Open badmansan opened this issue 5 years ago • 6 comments

I think this assertion will be very useful

badmansan avatar Oct 04 '20 15:10 badmansan

What's the real life use case for this? What is then supposed to be done with the value (which is now known to be a "correct date") and the knowledge about it being a "correct date"?

zerkms avatar Oct 04 '20 23:10 zerkms

What's the real life use case for this? What is then supposed to be done with the value (which is now known to be a "correct date") and the knowledge about it being a "correct date"?

I use this check in api, at the very beginning, when receiving arguments. This allows you to immediately throw a validation error.

badmansan avatar Oct 05 '20 08:10 badmansan

This allows you to immediately throw a validation error.

I'm not sure assertion should be used instead of validation, but that's another discussion.

And what exactly do you do that value (later in your code)?

zerkms avatar Oct 05 '20 08:10 zerkms

And what exactly do you do that value (later in your code)?
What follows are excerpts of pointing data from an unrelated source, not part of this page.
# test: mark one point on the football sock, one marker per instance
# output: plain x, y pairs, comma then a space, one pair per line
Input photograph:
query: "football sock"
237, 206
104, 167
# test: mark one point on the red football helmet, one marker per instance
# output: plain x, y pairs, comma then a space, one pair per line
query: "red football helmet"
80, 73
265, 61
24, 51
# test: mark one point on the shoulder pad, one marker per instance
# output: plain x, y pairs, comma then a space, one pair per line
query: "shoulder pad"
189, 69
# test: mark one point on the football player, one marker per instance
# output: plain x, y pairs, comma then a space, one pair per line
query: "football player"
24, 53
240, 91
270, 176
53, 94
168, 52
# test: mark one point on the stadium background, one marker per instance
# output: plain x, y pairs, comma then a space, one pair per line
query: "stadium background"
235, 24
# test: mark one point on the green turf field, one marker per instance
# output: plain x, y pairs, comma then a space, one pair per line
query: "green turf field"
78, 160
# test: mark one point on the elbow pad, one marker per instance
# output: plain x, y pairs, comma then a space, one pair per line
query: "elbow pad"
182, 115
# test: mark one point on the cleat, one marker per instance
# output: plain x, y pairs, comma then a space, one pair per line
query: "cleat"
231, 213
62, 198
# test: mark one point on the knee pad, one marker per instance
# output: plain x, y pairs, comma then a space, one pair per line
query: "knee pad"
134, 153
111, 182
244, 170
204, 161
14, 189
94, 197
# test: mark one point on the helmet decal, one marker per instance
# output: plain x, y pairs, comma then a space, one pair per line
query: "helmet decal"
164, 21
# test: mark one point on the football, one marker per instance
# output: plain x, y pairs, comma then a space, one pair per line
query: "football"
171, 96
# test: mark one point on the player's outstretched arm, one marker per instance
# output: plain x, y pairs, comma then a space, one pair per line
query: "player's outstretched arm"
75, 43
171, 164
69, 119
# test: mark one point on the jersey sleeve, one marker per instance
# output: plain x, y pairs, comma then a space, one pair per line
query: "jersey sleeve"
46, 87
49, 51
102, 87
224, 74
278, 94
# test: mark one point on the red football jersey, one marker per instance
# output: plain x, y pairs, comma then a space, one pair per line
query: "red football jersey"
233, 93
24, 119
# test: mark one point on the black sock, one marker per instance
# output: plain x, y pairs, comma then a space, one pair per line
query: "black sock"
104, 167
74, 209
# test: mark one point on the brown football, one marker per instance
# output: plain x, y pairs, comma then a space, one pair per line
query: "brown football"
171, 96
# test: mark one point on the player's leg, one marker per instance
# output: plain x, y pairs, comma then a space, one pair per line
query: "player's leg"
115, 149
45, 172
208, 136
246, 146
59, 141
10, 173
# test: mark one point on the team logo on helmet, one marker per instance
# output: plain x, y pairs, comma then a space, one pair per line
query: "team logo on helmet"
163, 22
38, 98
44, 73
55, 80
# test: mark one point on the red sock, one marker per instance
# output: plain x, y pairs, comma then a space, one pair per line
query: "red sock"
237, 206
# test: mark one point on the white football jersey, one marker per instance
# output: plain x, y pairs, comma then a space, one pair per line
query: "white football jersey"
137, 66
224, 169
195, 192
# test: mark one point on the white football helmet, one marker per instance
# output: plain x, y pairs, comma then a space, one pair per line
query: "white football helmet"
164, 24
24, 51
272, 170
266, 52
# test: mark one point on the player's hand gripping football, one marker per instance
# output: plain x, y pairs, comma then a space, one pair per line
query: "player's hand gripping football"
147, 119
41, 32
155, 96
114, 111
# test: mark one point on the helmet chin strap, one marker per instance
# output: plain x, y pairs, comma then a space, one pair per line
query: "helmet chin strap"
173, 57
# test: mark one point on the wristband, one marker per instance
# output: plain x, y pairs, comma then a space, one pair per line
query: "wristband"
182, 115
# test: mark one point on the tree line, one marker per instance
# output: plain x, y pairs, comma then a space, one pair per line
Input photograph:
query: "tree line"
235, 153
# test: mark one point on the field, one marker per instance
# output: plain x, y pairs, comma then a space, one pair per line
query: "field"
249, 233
I use it in sql queries. If the date is initially incorrect, all further actions do not make sense

badmansan avatar Oct 05 '20 09:10 badmansan

You should really use DateTime instances and convert them to strings yourself, for example like in https://github.com/doctrine/dbal/blob/3622d6d5823ccaba5d768c311aed27383655041f/lib/Doctrine/DBAL/Types/DateType.php#L30-L44

Ocramius avatar Nov 06 '20 14:11 Ocramius

So this is verifying if a specific value (2021-02-28) is on the format (Y-m-d).

I dont see any tests and Im hesitant about the use case. What you really should do is:

$date = \DateTimeImmutable::createFromFormat('Y-m-d', $rawDateInput);
if ($date === false) {
  throw new ValidationError('Wrong date');
}

$mySercice->foo($date);

Ie, as soon as you can, use a DateTimeImmutable, because you know that is safe compared to $rawDateInput.